Analysis: If Israeli or the U.S. Take Action Against Iran
- By James Cartwright and Amos Yadlin
- The Atlantic
- May 29, 2013
- Comments
An Israeli air force F-15 fighter plane takes off in central Israel.
Ariel Schalit/AP file photo
Let's say it's late 2013 and the prime minister of Israel has just received a phone call from the White House relaying the findings of a recent U.S. intelligence assessment: international sanctions and negotiations with Iran have yet to persuade the regime to halt its nuclear drive. Tehran previously rejected a generous U.S. offer that would have allowed it to enrich uranium in exchange for strong nuclear safeguards, and the program continues to advance unabated. After agreeing to convene in Washington in one week to discuss strategy going forward, the prime minister and president each call a meeting with their national security advisors.
The president's team acknowledges that the United States is war weary, debt laden, and politically gridlocked. With U.S. forces having just withdrawn from Iraq and on a path to end combat operations in Afghanistan by late 2014, many hope that the attendant diversion of resources will spring the country from its financial woes and accelerate its economic recovery.
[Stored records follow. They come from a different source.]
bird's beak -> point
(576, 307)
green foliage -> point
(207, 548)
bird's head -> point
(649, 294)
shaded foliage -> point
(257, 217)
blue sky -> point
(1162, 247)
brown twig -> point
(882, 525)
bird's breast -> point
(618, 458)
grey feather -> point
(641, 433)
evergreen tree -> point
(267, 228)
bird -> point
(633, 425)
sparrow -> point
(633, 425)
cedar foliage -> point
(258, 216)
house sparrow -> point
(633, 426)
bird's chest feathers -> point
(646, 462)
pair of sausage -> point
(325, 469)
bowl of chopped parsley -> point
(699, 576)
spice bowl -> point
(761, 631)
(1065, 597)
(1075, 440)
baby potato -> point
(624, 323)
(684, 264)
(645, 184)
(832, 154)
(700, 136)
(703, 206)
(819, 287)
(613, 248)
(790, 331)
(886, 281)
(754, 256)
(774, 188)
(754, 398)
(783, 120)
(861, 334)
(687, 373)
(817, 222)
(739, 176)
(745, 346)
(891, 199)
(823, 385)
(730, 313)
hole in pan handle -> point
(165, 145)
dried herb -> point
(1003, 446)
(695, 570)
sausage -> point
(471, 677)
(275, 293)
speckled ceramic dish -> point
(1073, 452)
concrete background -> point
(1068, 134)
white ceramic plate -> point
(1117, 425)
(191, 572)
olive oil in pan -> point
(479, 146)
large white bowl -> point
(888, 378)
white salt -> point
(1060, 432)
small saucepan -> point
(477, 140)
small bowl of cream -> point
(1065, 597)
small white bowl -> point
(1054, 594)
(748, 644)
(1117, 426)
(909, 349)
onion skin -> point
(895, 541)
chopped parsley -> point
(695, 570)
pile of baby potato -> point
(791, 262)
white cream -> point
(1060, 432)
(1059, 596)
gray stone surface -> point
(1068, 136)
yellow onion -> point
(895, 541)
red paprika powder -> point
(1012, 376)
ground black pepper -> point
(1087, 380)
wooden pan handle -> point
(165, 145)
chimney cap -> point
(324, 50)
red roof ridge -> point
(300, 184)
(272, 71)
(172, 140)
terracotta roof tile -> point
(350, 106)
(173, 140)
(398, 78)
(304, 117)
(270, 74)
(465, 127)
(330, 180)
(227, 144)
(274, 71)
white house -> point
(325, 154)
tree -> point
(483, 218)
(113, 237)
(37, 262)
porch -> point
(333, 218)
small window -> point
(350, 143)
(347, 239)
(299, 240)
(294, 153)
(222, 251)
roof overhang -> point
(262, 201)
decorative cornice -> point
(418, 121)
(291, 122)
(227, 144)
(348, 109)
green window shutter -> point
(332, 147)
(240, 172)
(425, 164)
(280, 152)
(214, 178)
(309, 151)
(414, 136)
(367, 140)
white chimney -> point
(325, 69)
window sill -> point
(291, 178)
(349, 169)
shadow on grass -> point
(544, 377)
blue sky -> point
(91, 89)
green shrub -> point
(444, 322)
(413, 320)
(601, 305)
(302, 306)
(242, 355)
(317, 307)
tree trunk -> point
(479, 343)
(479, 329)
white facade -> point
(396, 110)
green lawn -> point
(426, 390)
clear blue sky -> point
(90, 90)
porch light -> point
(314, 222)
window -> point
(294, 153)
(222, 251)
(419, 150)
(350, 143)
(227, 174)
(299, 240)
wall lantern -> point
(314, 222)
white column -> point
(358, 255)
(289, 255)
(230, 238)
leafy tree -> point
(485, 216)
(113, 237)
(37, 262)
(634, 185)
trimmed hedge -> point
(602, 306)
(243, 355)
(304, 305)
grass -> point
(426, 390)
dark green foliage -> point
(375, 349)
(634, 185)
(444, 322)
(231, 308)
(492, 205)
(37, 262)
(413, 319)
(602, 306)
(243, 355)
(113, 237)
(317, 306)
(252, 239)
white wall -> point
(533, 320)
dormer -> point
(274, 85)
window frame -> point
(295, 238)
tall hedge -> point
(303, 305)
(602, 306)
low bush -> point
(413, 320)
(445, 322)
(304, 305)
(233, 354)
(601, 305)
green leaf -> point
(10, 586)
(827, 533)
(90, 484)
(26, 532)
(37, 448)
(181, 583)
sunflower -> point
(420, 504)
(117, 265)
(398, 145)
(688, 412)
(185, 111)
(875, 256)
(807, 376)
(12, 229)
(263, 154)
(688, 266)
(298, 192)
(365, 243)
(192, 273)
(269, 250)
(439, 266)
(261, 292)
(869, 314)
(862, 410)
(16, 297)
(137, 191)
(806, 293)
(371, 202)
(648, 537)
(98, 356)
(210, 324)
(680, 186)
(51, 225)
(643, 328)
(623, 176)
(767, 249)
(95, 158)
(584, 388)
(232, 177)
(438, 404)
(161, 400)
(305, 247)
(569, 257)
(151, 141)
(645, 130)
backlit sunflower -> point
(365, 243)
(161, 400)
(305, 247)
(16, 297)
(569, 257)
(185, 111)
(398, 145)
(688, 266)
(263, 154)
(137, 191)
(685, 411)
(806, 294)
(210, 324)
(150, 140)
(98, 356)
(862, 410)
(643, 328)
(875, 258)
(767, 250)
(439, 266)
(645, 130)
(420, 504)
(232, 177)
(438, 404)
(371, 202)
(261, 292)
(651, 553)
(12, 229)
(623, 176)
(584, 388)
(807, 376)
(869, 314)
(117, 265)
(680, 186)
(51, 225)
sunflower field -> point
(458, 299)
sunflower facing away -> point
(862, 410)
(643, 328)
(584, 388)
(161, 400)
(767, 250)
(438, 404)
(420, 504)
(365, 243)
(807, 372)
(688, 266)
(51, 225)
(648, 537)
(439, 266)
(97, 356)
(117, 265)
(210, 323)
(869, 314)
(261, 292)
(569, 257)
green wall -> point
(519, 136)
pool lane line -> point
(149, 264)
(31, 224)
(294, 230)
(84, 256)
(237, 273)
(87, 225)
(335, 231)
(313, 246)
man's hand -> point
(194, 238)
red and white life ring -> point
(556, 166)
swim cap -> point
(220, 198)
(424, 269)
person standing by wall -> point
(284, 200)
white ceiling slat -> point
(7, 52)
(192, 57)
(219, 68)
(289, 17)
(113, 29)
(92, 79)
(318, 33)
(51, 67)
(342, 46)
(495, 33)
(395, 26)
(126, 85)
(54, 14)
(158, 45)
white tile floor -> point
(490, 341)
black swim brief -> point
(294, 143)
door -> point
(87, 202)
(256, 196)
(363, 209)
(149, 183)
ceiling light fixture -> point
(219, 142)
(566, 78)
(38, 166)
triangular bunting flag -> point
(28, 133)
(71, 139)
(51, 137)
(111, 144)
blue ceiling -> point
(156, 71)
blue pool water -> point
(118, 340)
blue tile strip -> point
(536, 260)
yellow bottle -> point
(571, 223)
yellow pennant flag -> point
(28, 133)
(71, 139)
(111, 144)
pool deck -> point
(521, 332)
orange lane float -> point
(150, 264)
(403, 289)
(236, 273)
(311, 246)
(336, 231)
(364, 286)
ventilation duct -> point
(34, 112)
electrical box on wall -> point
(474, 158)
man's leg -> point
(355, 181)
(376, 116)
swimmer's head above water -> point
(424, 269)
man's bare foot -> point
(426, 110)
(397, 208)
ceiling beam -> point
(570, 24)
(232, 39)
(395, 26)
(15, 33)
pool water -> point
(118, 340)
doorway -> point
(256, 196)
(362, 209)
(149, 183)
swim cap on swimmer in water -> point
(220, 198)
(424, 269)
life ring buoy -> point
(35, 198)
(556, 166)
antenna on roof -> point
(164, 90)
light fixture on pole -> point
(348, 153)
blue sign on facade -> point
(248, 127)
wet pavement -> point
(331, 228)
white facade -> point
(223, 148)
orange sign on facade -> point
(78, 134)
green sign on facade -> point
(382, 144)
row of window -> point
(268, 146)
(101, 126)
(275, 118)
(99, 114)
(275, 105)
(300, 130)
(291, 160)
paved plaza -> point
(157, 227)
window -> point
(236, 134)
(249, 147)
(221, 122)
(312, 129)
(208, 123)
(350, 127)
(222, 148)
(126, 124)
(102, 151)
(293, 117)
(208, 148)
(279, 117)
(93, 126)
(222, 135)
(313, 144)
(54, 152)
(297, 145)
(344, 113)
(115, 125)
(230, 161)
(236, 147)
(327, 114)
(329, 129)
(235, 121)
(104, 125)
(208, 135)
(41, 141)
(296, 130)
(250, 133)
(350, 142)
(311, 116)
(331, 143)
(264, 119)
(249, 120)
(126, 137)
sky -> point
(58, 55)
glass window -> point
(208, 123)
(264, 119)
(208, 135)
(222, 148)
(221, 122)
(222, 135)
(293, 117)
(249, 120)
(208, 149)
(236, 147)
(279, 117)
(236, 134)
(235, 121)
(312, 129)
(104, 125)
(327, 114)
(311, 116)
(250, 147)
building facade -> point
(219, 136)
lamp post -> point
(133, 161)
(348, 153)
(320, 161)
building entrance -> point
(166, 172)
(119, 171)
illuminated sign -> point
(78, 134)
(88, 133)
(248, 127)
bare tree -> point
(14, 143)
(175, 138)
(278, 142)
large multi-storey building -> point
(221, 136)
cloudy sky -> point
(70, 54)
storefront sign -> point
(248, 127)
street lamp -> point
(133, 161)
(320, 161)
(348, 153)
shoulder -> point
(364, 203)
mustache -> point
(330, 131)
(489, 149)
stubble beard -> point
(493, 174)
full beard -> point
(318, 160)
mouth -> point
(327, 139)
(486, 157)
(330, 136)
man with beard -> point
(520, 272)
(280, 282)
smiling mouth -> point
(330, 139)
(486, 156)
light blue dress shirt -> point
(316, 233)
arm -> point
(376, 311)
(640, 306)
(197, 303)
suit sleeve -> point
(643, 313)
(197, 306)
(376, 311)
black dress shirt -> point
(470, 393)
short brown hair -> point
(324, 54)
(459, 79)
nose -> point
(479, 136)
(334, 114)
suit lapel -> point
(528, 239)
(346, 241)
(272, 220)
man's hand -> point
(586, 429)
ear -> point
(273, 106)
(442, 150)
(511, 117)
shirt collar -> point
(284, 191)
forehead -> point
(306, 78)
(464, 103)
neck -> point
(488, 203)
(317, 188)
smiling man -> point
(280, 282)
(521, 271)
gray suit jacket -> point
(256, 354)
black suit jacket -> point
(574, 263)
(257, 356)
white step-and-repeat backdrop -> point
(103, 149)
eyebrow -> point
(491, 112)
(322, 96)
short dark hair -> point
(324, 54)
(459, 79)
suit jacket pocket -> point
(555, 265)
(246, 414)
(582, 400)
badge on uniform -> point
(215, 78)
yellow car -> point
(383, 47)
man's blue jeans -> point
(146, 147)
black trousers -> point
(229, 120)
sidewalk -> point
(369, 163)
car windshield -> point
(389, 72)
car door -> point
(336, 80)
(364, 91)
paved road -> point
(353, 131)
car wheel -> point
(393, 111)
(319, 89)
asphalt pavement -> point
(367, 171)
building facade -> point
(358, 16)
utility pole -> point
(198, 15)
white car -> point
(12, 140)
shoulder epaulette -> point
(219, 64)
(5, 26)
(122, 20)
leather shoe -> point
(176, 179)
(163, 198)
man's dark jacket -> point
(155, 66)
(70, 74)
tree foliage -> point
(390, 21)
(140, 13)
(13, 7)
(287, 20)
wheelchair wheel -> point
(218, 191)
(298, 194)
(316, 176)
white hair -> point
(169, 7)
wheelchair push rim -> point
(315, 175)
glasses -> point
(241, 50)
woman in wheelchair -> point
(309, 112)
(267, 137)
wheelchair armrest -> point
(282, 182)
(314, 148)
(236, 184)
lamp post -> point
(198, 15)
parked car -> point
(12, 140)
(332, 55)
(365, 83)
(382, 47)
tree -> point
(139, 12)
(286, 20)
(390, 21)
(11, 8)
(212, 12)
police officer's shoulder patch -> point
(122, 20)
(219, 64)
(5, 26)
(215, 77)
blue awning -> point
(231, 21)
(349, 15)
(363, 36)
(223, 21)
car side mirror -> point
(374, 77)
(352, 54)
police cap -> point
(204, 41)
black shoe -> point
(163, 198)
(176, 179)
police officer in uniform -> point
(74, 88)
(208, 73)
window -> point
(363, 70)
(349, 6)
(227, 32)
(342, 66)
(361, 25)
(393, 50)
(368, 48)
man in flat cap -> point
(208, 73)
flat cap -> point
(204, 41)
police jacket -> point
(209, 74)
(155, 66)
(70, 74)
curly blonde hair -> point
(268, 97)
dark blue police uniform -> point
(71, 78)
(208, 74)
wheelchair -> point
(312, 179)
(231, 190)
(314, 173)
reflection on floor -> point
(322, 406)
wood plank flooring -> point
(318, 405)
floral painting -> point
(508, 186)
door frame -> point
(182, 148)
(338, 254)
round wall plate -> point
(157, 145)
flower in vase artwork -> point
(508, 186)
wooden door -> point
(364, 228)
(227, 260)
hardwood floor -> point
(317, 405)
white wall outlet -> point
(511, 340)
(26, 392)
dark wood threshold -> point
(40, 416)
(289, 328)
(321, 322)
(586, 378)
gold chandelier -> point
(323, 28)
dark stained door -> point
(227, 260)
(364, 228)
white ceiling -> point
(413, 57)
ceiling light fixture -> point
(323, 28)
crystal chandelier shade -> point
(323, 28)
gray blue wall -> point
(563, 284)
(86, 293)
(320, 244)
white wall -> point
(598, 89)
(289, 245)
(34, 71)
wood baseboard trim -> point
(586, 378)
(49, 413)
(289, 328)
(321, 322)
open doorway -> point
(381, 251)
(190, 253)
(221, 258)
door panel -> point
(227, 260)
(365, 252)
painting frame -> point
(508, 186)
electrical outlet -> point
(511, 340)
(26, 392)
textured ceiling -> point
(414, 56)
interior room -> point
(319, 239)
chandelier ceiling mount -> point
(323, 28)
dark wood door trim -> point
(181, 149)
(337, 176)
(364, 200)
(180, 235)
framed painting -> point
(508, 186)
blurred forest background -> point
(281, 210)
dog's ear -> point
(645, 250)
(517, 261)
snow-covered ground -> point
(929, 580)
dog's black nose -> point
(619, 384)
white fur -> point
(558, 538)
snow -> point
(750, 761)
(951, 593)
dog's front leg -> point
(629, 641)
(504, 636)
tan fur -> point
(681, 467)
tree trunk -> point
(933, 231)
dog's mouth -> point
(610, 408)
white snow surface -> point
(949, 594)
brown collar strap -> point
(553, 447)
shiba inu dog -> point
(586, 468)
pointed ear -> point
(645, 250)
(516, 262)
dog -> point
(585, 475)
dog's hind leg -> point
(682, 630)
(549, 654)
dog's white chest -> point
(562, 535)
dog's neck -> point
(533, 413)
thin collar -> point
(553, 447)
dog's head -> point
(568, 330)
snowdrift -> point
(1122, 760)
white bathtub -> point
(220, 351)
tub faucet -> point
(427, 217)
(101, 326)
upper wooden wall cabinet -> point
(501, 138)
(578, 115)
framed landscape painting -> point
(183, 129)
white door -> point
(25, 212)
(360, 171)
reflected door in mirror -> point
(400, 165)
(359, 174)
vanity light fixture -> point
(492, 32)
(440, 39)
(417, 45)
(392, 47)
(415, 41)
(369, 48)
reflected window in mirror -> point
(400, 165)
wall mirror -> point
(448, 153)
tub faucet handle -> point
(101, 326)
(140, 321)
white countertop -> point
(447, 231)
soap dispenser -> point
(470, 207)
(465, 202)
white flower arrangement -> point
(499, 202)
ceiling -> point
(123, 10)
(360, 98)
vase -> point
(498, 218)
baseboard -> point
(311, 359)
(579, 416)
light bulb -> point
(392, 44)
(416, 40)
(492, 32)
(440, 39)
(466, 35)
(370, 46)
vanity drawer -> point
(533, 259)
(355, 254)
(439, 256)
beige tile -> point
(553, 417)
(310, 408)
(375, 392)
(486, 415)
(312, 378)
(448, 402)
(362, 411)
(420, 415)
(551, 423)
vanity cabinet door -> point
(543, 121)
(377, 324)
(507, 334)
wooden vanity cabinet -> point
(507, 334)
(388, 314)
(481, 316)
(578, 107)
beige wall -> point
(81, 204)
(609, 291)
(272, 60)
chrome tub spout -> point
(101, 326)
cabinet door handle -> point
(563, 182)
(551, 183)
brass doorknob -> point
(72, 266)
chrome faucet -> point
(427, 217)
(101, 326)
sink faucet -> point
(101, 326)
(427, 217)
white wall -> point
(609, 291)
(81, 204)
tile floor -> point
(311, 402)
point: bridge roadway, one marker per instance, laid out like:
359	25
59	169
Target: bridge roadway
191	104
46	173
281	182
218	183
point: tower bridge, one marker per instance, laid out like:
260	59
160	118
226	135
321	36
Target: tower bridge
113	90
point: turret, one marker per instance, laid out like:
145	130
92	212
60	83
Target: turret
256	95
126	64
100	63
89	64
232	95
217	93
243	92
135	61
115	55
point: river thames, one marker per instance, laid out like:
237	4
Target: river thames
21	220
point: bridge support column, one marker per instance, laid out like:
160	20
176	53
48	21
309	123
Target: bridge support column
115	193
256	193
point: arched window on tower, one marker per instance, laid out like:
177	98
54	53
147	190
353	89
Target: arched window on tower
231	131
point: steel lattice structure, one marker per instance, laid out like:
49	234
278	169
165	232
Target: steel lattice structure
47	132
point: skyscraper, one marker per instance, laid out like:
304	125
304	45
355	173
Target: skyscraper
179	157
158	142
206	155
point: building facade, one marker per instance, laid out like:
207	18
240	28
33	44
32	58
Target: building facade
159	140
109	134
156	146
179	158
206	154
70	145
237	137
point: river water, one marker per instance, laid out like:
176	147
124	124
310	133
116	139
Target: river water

Nevertheless, the president, the prime minister, and their advisers reaffirm that a nuclear Iran is an unacceptable threat to U.S. and Israeli national security, with the president reiterating his strong and repeated 2012 commitment to prevention. Each leader then reviews the redlines that the regime has already crossed since 2004 regarding enrichment of nuclear material, as well as the UN Security Council resolutions it has violated in its pursuit of nuclear weapons. They also consider the fact that five rounds of diplomatic negotiations (in Geneva, Istanbul, Baghdad, Moscow, and Kazakhstan) have failed.